To solve the IVP, our goal is to find the function \(y(t)\) such that it not only solves the differential equation but also fulfills the initial condition. Solving an IVP often requires a series of steps including separating variables, integrating, and applying the initial condition to determine any constants involved.

Integration

Integration is a fundamental concept in calculus used to find the antiderivative of a function. In the context of differential equations, integration is the step where we find the general solution of the separated variables. Once we have separated the equation as in:

• \(y dy = t dt\)

We integrate both sides. This involves:

• Finding the antiderivative of \(y\) on the left, which results in \(\frac{y^2}{2} + C_1\).
• Finding the antiderivative of \(t\) on the right, resulting in \(\frac{t^2}{2} + C_2\).
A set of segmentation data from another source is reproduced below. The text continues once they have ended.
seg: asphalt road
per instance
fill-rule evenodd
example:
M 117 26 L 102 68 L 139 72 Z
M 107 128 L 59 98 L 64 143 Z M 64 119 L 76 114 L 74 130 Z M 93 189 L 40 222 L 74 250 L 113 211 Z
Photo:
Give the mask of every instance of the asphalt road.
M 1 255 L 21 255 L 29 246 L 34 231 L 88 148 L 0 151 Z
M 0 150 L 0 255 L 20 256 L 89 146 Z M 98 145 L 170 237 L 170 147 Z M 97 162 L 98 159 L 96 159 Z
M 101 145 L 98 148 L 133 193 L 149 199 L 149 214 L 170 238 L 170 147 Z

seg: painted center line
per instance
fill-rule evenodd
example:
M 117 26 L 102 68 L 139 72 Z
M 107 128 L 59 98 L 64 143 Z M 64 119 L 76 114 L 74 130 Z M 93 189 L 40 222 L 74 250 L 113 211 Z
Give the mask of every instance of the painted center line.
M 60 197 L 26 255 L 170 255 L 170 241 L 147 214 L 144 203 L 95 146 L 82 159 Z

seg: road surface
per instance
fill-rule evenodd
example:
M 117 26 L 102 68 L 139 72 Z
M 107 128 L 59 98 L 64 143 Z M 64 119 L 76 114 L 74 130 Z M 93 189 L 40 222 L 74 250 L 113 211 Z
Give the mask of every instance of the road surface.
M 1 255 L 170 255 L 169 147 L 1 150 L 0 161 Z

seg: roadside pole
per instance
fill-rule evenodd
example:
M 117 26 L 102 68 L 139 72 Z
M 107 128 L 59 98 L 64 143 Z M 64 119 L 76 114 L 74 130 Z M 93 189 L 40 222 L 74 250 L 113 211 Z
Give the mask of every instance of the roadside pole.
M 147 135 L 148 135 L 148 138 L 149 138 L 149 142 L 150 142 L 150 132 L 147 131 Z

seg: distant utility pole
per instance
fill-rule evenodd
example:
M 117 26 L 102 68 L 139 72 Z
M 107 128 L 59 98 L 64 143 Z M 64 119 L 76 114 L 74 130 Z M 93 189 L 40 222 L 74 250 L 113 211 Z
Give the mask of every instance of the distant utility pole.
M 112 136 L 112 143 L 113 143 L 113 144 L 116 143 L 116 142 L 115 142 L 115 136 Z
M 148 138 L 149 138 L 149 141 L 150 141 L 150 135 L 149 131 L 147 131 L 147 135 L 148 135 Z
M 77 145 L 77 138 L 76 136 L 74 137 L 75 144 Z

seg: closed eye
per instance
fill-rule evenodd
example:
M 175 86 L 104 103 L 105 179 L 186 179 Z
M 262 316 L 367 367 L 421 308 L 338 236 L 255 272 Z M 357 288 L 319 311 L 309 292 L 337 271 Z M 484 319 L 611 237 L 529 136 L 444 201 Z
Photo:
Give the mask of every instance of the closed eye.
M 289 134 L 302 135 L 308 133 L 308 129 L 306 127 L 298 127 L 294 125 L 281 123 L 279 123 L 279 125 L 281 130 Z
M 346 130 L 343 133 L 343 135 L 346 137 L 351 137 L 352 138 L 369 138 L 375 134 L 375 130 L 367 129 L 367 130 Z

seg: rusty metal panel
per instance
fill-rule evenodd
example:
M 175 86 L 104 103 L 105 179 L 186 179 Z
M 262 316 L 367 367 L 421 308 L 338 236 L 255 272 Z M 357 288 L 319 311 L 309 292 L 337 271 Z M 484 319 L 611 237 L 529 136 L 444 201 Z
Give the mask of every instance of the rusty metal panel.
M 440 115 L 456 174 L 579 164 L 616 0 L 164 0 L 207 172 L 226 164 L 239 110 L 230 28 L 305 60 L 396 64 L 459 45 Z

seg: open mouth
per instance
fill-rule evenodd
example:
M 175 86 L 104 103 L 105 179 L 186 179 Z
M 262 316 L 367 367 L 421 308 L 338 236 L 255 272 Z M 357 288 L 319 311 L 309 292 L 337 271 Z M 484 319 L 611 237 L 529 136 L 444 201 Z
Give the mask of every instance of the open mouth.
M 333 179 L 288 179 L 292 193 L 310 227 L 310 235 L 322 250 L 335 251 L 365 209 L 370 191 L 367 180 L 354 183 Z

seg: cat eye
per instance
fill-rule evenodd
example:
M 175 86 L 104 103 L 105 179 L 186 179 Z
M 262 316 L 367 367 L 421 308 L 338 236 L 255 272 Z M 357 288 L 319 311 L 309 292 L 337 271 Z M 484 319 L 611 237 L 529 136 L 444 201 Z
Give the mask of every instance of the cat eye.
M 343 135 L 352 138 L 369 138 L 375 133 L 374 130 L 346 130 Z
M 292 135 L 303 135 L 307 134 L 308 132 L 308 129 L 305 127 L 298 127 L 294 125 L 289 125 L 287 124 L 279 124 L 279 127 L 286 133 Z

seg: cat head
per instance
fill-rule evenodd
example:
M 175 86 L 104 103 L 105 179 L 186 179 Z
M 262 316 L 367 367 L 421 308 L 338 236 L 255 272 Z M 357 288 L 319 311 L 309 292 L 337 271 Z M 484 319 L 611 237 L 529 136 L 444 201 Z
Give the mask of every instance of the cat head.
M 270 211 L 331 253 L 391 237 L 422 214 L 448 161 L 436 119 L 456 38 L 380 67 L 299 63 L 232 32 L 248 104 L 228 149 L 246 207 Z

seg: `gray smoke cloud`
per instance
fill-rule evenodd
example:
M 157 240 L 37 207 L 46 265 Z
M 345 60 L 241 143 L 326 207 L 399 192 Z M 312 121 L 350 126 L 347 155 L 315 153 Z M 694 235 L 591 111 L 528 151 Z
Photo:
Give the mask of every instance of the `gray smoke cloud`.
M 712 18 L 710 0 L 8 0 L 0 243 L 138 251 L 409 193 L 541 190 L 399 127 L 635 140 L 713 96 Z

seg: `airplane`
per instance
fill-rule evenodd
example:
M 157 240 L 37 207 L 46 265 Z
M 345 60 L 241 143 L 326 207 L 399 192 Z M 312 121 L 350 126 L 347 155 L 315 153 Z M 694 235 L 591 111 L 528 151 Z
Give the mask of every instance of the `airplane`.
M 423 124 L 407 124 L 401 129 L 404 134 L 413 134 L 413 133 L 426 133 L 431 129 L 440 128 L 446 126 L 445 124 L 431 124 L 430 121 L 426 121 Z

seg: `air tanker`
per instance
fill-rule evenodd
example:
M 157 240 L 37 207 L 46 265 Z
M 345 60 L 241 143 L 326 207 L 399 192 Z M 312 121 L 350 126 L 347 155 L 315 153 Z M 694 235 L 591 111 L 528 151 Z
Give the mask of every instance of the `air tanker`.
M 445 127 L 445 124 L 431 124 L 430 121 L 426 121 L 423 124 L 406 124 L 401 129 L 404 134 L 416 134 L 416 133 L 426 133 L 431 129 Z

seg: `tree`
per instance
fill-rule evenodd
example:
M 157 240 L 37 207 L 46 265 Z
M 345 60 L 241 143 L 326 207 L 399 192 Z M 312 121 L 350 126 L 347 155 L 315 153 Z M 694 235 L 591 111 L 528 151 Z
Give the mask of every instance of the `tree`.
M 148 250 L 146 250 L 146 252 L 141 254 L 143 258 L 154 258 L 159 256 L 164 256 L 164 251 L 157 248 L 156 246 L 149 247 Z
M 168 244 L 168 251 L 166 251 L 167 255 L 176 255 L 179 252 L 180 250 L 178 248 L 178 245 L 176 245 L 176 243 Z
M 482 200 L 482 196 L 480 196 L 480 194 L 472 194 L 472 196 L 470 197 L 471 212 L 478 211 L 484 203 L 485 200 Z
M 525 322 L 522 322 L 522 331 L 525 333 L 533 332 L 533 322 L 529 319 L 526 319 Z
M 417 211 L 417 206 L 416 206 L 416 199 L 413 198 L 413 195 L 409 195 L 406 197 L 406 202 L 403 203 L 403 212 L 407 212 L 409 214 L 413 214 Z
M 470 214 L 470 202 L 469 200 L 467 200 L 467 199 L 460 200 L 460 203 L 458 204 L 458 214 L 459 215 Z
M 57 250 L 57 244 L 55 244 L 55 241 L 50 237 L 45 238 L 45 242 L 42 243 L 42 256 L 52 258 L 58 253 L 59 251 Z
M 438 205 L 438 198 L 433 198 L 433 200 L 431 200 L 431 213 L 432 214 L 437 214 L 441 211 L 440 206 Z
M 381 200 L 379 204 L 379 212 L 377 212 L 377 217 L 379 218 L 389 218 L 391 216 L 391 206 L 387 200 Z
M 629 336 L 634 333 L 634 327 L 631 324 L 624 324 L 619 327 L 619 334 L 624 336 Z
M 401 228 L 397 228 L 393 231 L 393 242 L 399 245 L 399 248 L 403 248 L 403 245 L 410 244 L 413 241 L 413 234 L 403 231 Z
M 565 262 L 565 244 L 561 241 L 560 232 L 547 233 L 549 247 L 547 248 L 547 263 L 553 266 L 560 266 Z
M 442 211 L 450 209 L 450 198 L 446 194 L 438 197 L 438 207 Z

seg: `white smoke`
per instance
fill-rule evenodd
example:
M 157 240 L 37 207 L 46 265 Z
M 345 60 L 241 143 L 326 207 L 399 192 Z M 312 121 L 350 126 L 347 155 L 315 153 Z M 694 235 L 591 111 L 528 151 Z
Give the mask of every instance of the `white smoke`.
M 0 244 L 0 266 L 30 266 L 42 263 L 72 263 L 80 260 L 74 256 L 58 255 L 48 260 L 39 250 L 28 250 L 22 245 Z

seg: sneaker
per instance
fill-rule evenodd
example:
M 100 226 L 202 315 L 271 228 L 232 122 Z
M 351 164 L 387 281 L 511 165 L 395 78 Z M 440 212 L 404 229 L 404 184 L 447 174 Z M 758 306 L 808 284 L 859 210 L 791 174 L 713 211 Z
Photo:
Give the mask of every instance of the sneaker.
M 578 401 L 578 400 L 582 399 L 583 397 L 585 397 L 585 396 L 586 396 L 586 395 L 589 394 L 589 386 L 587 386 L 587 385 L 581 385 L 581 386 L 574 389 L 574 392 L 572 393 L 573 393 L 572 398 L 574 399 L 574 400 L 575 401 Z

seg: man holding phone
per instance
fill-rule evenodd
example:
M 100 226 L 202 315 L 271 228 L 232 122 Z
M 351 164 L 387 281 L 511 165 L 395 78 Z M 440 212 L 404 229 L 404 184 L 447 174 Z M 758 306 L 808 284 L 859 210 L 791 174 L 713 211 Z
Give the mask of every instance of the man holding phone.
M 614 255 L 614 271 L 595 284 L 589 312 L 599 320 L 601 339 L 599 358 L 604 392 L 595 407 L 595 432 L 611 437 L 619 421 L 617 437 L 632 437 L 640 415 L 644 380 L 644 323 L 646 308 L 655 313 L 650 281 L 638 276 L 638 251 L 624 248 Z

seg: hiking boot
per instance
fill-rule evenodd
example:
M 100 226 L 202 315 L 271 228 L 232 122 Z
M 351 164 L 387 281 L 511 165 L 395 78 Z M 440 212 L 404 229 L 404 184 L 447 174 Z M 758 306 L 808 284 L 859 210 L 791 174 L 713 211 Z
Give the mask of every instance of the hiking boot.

Understanding integration allows us to move from the separated equation to a general solution that includes constants of integration, which can then be further adjusted to meet the initial condition of the IVP.

Variable Separation

The method of separating variables involves rearranging a differential equation so that each variable appears on a different side of the equation. It is essential in solving separable differential equations because it allows us to deal with each variable independently. In this problem, the differential equation \(y'(t) = \frac{t}{y}\) is transformed using variable separation. This is done by rewriting it as \(y dy = t dt\), where all the \(y\) terms are on one side and the \(t\) terms on the other. This simplification is key to setting up the problem for integration, allowing us to easily apply the antiderivatives to each side separately. The successful separation of variables is vital as it enables the next steps in solving the differential equation.

Constant of Integration

The constant of integration represents an unknown constant that appears after integrating a function. When we integrate both sides of a differential equation that involved separated variables, we introduce constants of integration on each side, denoted as \(C_1\) and \(C_2\). However, because the solution's constants can be combined, we often represent them as a single constant, \(C\). Having identified \(C\) in \(\frac{y^2}{2} = \frac{t^2}{2} + C\), we use the initial condition \(y(1) = 2\) to solve for \(C\), ensuring the solution satisfies the particular initial value problem. In this case:

• Applying the condition gives: \(2 = C + \frac{1}{2}\)
• Solving for \(C\) results in: \(C = \frac{3}{2}\)

This adjusted constant then helps us get the unique solution \(y(t) = \sqrt{t^2 + 3}\), tailored explicitly to the problem's initial condition.